Page:Dickens - L’Abîme, 1918.djvu/199

La bibliothèque libre.
Le texte de cette page a été corrigé et est conforme au fac-similé.

Il salua Maître Voigt en entrant, avec une familiarité qui ne causa pas peu d’embarras au notaire ; il salua Bintrey avec une politesse grave et réservée.

— Pour quelle raison m’a-t-on fait venir de Neufchâtel au pied de cette montagne ? — demanda-t-il en prenant le siège que l’homme de loi Anglais lui indiquait.

— Votre curiosité sera complètement satisfaite avant la fin de notre entrevue, — répliqua Bintrey. — Pour le moment, voulez-vous me permettre un conseil ?… Oui. Eh bien ! allons tout droit aux affaires. Je suis ici pour représenter votre nièce.

— En d’autres termes, vous, homme de loi, vous êtes ici pour représenter une infraction à la loi.

— Admirablement engagé, — s’écria l’Anglais, — si tous ceux à qui j’ai affaire étaient aussi nets que vous, que ma profession deviendrait aisée ! Je suis donc ici pour représenter une infraction à la loi. Voilà votre façon à vous d’envisager les choses ; mais j’ai aussi la mienne et je vous dis que je suis ici pour essayer d’un compromis entre votre nièce et vous…

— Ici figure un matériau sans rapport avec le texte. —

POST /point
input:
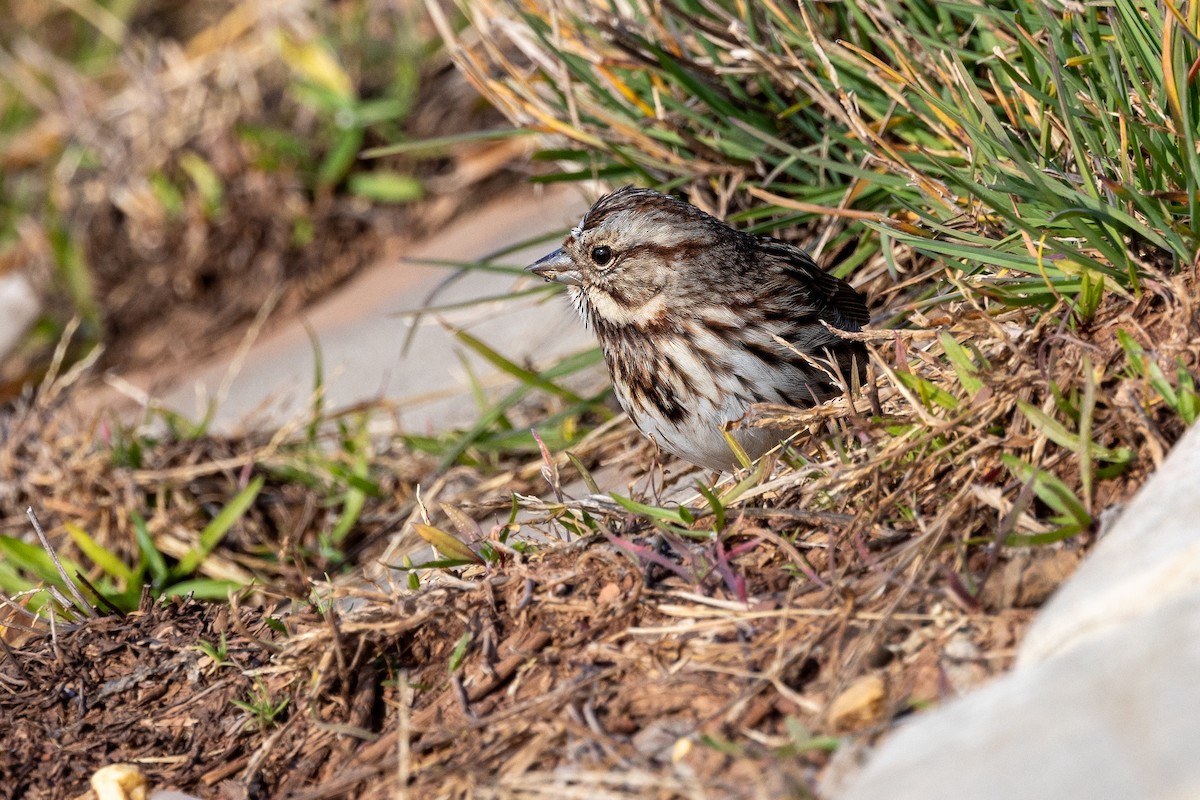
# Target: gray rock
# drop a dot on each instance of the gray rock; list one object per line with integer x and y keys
{"x": 1103, "y": 701}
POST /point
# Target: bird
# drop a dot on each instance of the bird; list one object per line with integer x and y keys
{"x": 699, "y": 320}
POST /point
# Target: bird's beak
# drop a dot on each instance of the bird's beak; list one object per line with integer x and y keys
{"x": 557, "y": 266}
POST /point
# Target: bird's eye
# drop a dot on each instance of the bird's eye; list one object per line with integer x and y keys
{"x": 601, "y": 254}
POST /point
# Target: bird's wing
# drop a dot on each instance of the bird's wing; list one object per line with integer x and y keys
{"x": 839, "y": 296}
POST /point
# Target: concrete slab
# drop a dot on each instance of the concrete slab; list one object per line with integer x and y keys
{"x": 360, "y": 335}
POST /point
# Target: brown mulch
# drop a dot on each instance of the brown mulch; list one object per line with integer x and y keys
{"x": 574, "y": 663}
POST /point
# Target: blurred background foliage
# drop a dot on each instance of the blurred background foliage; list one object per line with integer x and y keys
{"x": 167, "y": 170}
{"x": 1044, "y": 149}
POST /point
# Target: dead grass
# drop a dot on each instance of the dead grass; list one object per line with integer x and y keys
{"x": 573, "y": 669}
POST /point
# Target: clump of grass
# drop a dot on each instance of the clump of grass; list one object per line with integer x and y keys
{"x": 1045, "y": 150}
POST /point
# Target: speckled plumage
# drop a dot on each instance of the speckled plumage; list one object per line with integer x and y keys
{"x": 687, "y": 308}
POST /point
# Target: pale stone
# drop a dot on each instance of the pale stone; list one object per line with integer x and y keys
{"x": 1151, "y": 554}
{"x": 1104, "y": 696}
{"x": 1113, "y": 717}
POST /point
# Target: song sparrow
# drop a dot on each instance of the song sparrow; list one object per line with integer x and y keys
{"x": 687, "y": 311}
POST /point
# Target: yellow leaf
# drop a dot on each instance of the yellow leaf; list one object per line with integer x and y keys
{"x": 447, "y": 545}
{"x": 317, "y": 64}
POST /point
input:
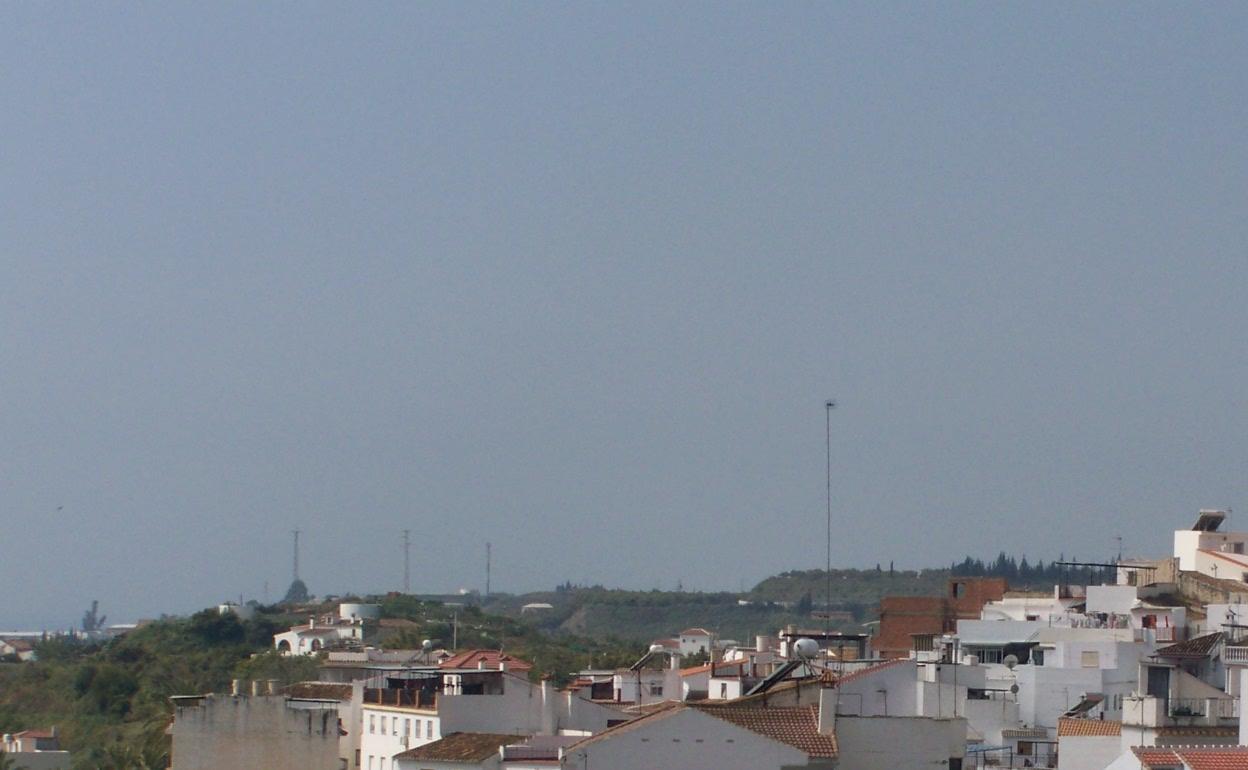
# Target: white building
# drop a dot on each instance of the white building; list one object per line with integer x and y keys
{"x": 35, "y": 750}
{"x": 1206, "y": 549}
{"x": 318, "y": 634}
{"x": 694, "y": 640}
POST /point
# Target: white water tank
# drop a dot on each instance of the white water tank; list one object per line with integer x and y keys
{"x": 360, "y": 612}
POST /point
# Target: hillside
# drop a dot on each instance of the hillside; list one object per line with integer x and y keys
{"x": 109, "y": 699}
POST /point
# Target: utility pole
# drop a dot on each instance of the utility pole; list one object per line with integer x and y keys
{"x": 407, "y": 562}
{"x": 296, "y": 533}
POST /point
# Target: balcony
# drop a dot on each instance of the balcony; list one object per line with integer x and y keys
{"x": 1234, "y": 655}
{"x": 409, "y": 699}
{"x": 1151, "y": 711}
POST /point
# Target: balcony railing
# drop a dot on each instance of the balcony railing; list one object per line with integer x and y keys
{"x": 1234, "y": 655}
{"x": 1217, "y": 708}
{"x": 412, "y": 699}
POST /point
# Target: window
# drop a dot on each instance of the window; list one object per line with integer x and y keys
{"x": 990, "y": 655}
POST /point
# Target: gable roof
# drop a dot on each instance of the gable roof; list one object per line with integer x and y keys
{"x": 794, "y": 725}
{"x": 473, "y": 659}
{"x": 1197, "y": 758}
{"x": 1067, "y": 726}
{"x": 462, "y": 748}
{"x": 1198, "y": 647}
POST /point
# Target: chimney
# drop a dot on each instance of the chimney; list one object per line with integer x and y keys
{"x": 828, "y": 710}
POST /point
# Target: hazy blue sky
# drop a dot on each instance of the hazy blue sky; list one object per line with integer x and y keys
{"x": 577, "y": 280}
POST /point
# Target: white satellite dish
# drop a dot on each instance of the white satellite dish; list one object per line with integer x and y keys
{"x": 805, "y": 648}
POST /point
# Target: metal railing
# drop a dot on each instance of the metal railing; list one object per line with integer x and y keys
{"x": 1234, "y": 655}
{"x": 412, "y": 699}
{"x": 1221, "y": 708}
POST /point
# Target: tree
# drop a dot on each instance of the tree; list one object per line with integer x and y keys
{"x": 297, "y": 593}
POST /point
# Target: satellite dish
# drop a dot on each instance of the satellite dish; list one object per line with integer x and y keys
{"x": 805, "y": 648}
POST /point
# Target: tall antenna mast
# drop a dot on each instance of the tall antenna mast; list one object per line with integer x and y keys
{"x": 407, "y": 560}
{"x": 828, "y": 568}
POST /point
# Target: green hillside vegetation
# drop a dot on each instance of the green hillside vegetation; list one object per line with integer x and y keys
{"x": 110, "y": 699}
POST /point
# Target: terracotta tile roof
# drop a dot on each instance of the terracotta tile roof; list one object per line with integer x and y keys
{"x": 1087, "y": 726}
{"x": 462, "y": 748}
{"x": 320, "y": 690}
{"x": 1191, "y": 730}
{"x": 1198, "y": 647}
{"x": 794, "y": 725}
{"x": 471, "y": 659}
{"x": 1222, "y": 758}
{"x": 874, "y": 669}
{"x": 1152, "y": 756}
{"x": 1197, "y": 758}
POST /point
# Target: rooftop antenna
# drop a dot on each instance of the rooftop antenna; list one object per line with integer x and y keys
{"x": 407, "y": 560}
{"x": 828, "y": 568}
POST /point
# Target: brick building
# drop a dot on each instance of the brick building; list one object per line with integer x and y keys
{"x": 901, "y": 618}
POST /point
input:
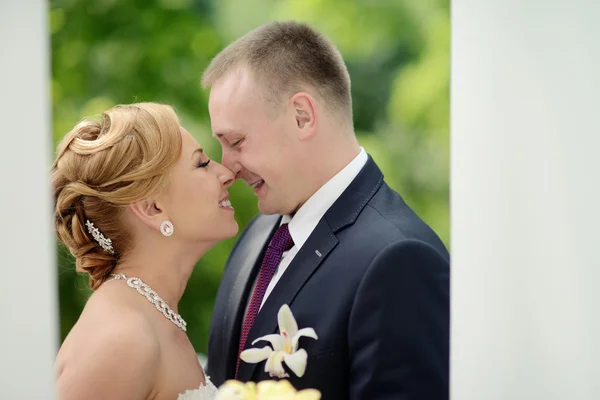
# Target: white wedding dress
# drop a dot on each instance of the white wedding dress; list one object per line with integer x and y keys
{"x": 207, "y": 391}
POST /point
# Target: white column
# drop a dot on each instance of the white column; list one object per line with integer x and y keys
{"x": 28, "y": 287}
{"x": 525, "y": 200}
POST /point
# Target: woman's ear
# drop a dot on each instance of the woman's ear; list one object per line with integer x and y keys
{"x": 148, "y": 212}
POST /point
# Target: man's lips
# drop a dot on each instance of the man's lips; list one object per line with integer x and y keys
{"x": 225, "y": 203}
{"x": 256, "y": 184}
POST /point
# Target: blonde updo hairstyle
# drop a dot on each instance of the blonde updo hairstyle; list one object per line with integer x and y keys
{"x": 103, "y": 166}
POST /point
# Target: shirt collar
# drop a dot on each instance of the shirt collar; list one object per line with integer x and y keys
{"x": 308, "y": 216}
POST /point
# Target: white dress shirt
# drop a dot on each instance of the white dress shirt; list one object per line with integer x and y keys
{"x": 308, "y": 216}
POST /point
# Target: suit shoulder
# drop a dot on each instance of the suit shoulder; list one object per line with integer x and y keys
{"x": 394, "y": 220}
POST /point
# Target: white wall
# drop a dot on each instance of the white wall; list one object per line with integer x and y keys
{"x": 28, "y": 298}
{"x": 525, "y": 199}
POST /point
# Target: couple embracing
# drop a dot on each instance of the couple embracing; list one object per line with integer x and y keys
{"x": 335, "y": 255}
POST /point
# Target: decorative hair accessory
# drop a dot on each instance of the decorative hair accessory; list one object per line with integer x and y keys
{"x": 166, "y": 228}
{"x": 105, "y": 243}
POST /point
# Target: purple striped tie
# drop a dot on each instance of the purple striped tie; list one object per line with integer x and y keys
{"x": 279, "y": 244}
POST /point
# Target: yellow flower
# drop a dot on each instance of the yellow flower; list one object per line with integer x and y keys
{"x": 265, "y": 390}
{"x": 284, "y": 347}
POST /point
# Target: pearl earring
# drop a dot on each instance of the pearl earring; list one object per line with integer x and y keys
{"x": 166, "y": 228}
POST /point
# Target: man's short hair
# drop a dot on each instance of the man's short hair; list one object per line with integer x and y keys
{"x": 284, "y": 58}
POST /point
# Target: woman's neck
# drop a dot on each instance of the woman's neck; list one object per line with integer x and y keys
{"x": 165, "y": 270}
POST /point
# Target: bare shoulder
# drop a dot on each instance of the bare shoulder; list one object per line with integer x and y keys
{"x": 112, "y": 352}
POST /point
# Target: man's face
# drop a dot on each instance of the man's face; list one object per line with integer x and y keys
{"x": 258, "y": 142}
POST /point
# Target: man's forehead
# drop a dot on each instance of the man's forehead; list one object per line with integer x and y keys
{"x": 234, "y": 85}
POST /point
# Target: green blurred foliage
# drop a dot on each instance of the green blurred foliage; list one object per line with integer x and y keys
{"x": 109, "y": 52}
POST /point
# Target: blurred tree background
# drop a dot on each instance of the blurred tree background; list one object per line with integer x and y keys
{"x": 107, "y": 52}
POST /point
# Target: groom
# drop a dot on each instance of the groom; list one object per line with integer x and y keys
{"x": 333, "y": 241}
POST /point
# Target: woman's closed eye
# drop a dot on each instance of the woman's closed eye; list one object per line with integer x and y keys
{"x": 203, "y": 164}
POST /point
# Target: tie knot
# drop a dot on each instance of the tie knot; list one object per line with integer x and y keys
{"x": 282, "y": 240}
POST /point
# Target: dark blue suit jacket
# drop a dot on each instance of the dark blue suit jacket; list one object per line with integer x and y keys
{"x": 372, "y": 280}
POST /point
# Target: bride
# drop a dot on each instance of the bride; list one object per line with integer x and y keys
{"x": 137, "y": 203}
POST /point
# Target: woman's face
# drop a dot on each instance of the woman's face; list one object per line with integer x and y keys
{"x": 196, "y": 200}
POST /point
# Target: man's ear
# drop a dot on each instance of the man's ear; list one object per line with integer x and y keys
{"x": 148, "y": 212}
{"x": 305, "y": 114}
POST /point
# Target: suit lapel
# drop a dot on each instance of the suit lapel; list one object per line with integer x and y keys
{"x": 320, "y": 243}
{"x": 305, "y": 263}
{"x": 247, "y": 256}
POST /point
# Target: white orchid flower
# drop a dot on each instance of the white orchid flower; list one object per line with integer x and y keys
{"x": 284, "y": 347}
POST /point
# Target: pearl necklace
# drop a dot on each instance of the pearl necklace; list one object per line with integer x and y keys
{"x": 154, "y": 298}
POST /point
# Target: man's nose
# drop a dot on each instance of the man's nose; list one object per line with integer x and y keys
{"x": 230, "y": 160}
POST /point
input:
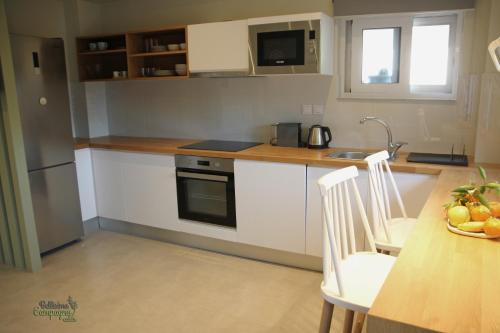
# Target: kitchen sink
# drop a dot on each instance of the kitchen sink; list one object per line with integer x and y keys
{"x": 349, "y": 155}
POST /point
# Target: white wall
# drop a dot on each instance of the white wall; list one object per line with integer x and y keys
{"x": 243, "y": 108}
{"x": 488, "y": 127}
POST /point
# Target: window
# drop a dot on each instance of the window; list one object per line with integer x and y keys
{"x": 400, "y": 56}
{"x": 380, "y": 62}
{"x": 431, "y": 54}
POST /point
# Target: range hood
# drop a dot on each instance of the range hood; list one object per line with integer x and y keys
{"x": 218, "y": 49}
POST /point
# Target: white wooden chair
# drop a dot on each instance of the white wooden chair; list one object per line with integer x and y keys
{"x": 390, "y": 233}
{"x": 351, "y": 279}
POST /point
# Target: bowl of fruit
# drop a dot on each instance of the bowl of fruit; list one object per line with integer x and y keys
{"x": 472, "y": 213}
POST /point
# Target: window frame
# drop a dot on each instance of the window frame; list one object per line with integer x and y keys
{"x": 350, "y": 56}
{"x": 451, "y": 20}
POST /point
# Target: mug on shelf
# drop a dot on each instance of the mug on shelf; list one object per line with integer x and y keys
{"x": 102, "y": 46}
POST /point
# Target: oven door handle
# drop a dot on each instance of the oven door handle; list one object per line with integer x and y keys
{"x": 202, "y": 176}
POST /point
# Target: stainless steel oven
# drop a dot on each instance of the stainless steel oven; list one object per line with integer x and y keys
{"x": 205, "y": 189}
{"x": 290, "y": 47}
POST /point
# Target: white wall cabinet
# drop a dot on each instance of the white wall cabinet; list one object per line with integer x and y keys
{"x": 270, "y": 204}
{"x": 218, "y": 47}
{"x": 85, "y": 176}
{"x": 414, "y": 189}
{"x": 136, "y": 187}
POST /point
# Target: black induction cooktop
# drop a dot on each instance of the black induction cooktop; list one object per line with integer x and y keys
{"x": 220, "y": 145}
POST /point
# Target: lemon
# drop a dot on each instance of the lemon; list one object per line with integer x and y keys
{"x": 474, "y": 226}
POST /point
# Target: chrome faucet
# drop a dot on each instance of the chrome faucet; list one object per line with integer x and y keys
{"x": 392, "y": 147}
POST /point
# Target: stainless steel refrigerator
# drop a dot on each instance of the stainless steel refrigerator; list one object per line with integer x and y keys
{"x": 42, "y": 89}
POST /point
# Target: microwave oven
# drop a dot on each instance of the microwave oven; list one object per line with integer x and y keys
{"x": 291, "y": 44}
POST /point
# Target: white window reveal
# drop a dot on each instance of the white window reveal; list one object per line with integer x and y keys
{"x": 410, "y": 56}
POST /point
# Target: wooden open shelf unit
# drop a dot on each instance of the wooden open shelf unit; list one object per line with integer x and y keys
{"x": 131, "y": 52}
{"x": 140, "y": 56}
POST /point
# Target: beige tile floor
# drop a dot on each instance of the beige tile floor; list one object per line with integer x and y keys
{"x": 129, "y": 284}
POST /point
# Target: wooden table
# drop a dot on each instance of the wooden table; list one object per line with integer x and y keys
{"x": 441, "y": 281}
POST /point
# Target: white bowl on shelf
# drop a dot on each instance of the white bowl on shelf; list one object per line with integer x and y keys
{"x": 173, "y": 47}
{"x": 158, "y": 48}
{"x": 181, "y": 72}
{"x": 164, "y": 72}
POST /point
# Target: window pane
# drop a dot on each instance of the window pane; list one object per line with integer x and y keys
{"x": 429, "y": 55}
{"x": 381, "y": 55}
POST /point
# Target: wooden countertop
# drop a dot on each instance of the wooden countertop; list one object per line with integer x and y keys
{"x": 263, "y": 152}
{"x": 441, "y": 281}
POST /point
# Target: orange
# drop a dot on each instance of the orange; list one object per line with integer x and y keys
{"x": 492, "y": 227}
{"x": 494, "y": 208}
{"x": 479, "y": 212}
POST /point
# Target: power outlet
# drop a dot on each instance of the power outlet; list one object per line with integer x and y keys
{"x": 318, "y": 109}
{"x": 307, "y": 109}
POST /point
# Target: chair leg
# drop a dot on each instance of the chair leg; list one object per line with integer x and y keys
{"x": 326, "y": 317}
{"x": 358, "y": 324}
{"x": 348, "y": 319}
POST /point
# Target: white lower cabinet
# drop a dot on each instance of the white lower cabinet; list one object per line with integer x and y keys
{"x": 136, "y": 187}
{"x": 414, "y": 189}
{"x": 85, "y": 176}
{"x": 270, "y": 204}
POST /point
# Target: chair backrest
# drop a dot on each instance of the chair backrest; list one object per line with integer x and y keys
{"x": 379, "y": 194}
{"x": 338, "y": 227}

— Pour discuter un compromis, — interrompit Obenreizer, — la présence des deux parties est indispensable… Je ne suis pas l’une de ces deux parties. La loi me donne le droit de contrôler les actions de ma nièce jusqu’à sa majorité. Or, elle n’est pas majeure. C’est mon autorité que je veux.

En ce moment, Maître Voigt essaya de parler. Bintrey, de l’air de compatissante indulgence qu’on emploie envers les enfants gâtés, lui imposa silence.